I serenaded her a lot during the lonely lockdown period, but I think the turning point was portraying her as the "Girl All the Banned Guys Want". She really melted over that one. After awhile, there comes a moment when she realizes, "Jeez, this guy's really serious -- I truly must be that lovable, or else he wouldn't have hung around for so long and invested in me". It's giving her the whirlwind tour of convincing her that she's waifu material, without actually wifing her up.
Which is not to say the MPDG's role is a disinterested social worker, as though they saw someone starving and gave them food because everyone deserves to be fed. That is not even a quasi-relationship.
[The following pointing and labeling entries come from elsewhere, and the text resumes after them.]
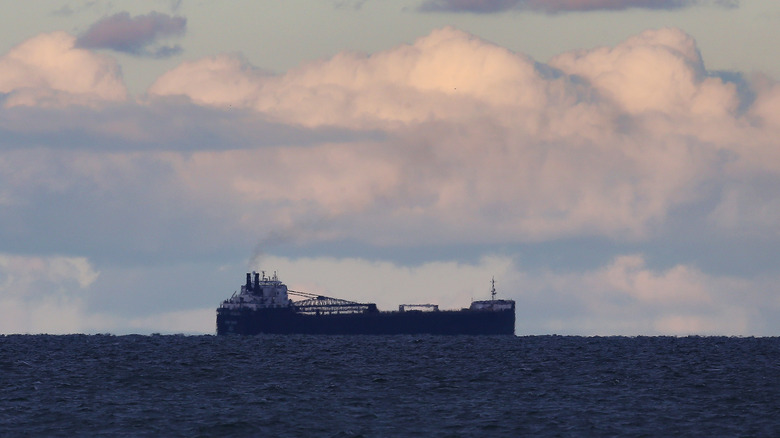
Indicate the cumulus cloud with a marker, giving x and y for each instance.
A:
(558, 6)
(486, 143)
(137, 35)
(447, 142)
(48, 70)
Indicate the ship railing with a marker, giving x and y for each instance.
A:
(418, 307)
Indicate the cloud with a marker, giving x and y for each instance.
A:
(135, 35)
(43, 294)
(450, 146)
(559, 6)
(485, 143)
(48, 70)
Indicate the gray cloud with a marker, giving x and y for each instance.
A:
(135, 35)
(558, 6)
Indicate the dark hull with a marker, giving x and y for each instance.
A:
(287, 321)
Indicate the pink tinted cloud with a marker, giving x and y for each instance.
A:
(135, 35)
(557, 6)
(48, 70)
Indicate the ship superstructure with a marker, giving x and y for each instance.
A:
(264, 306)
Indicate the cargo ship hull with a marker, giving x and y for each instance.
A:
(264, 306)
(287, 321)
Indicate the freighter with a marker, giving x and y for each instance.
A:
(264, 306)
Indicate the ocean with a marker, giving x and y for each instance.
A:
(352, 386)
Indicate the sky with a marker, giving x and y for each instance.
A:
(613, 164)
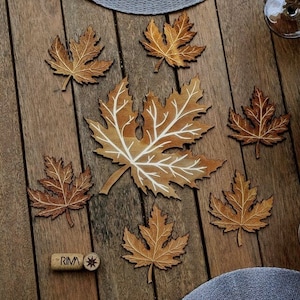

The MPDG really is infatuated with the protag, and attaches to them rather than any number of other potential recipients.
And yet both of you can sense that this isn't a long-term prospect, that it's just a little too comically off-the-wall to last. But that's fine -- it's more of a preparation, for when they face the real test. Kind of like sparring with a partner before a scheduled match-up, or going to physical rehab after an injury but before navigating real-world environments again.
Just like in the movies, the MPDG and the reinvigorated protagonist usually do not end up together, but that's the point. The MPDG is fundamentally an earthly guardian angel for the protag, meant to be with them long enough to nurse them back to health, not destined to be their eternal soulmate, who they just might find after the proper social-emotional recuperation.
Their parting may be bittersweet, but it's not marred by regrets, jealousy, or hard feelings. They shared a special, quirky quasi-relationship that most people will never have the fun of taking part in.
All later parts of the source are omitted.